Division of Renal Medicine, Department of Medicine, Brigham and Women's Hospital, Harvard Medical School, Boston, MA 02115, USA; Department of Nephrology, Graduate School of Medical and Dental Sciences, Tokyo Medical and Dental University, Tokyo 113-8510, Japan.
Division of Renal Medicine, Department of Medicine, Brigham and Women's Hospital, Harvard Medical School, Boston, MA 02115, USA.
Cell Metab. 2021 May 4;33(5):1042-1061.e7. doi: 10.1016/j.cmet.2021.04.004.
Tubulointerstitial abnormalities are predictive of the progression of diabetic kidney disease (DKD), and their targeting may be an effective means for prevention. Proximal tubular (PT) expression of kidney injury molecule (KIM)-1, as well as blood and urinary levels, are increased early in human diabetes and can predict the rate of disease progression. Here, we report that KIM-1 mediates PT uptake of palmitic acid (PA)-bound albumin, leading to enhanced tubule injury with DNA damage, PT cell-cycle arrest, interstitial inflammation and fibrosis, and secondary glomerulosclerosis. Such injury can be ameliorated by genetic ablation of the KIM-1 mucin domain in a high-fat-fed streptozotocin mouse model of DKD. We also identified TW-37 as a small molecule inhibitor of KIM-1-mediated PA-albumin uptake and showed in vivo in a kidney injury model in mice that it ameliorates renal inflammation and fibrosis. Together, our findings support KIM-1 as a new therapeutic target for DKD.

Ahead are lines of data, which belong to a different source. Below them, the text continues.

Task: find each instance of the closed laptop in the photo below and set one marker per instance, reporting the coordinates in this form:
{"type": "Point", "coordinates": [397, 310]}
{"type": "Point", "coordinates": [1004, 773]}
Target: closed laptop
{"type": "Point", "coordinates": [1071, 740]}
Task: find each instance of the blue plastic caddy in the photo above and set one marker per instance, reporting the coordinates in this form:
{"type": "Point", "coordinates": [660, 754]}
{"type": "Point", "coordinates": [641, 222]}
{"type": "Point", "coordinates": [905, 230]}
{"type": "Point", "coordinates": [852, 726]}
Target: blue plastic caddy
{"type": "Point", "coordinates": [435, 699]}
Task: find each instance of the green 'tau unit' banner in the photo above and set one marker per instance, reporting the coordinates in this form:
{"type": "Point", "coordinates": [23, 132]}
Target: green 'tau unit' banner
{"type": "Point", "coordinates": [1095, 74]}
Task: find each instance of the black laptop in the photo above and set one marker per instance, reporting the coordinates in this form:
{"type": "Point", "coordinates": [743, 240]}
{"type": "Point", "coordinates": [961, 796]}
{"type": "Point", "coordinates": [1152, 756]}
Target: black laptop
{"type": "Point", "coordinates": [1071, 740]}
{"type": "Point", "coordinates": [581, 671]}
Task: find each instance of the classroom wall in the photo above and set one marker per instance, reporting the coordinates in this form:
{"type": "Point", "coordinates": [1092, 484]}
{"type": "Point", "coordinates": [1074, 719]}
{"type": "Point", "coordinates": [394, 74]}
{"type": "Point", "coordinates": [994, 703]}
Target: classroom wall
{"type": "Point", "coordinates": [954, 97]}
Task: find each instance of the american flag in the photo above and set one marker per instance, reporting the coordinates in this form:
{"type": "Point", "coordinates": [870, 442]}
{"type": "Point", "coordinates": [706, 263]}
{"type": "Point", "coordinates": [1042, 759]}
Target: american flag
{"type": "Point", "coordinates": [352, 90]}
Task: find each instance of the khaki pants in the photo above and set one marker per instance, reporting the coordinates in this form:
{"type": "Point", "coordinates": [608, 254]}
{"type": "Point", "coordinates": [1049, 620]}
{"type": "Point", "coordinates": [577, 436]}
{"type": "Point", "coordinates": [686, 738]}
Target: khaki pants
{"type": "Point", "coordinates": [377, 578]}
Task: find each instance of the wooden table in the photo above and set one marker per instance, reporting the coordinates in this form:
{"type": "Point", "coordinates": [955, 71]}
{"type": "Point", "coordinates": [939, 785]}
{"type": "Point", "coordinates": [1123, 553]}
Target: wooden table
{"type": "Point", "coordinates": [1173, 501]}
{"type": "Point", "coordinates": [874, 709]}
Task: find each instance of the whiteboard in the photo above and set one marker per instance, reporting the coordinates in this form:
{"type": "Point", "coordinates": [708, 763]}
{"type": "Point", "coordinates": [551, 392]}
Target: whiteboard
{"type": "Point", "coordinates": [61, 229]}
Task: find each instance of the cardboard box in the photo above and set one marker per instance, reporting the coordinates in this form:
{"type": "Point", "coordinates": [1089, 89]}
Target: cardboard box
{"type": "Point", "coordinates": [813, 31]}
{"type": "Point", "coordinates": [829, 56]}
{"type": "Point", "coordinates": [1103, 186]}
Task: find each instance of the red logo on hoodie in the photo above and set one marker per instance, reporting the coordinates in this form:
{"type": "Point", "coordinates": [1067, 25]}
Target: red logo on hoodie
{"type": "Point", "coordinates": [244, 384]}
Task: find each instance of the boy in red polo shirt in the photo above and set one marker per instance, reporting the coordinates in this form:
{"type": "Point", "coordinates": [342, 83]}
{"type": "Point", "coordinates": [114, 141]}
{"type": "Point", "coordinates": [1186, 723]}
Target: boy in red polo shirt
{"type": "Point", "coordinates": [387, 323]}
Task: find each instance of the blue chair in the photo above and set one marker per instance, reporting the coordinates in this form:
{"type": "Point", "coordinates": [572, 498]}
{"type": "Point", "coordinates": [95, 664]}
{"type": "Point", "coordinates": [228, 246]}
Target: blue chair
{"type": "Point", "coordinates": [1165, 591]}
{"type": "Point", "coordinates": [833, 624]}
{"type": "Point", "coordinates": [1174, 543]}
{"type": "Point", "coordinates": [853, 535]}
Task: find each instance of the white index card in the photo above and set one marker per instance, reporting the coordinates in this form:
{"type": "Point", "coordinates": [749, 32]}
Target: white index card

肾小管间质异常可预测糖尿病肾病 (DKD) 的进展,针对这些异常进行治疗可能是一种有效的预防手段。人糖尿病早期,近端肾小管 (PT) 表达的肾损伤分子 (KIM)-1 及其血液和尿液水平升高,可预测疾病进展速度。本研究报告称,KIM-1 介导 PT 摄取与棕榈酸 (PA) 结合的白蛋白,导致 DNA 损伤、PT 细胞周期停滞、间质炎症和纤维化以及继发性肾小球硬化,从而加重肾小管损伤。在高脂肪喂养的链脲佐菌素诱导的 DKD 小鼠模型中,通过基因敲除 KIM-1 粘蛋白结构域可减轻这种损伤。我们还发现 TW-37 是一种抑制 KIM-1 介导的 PA-白蛋白摄取的小分子抑制剂,并在小鼠肾脏损伤模型中证明,它可改善肾脏炎症和纤维化。综上所述,这些发现支持 KIM-1 作为 DKD 的一个新的治疗靶点。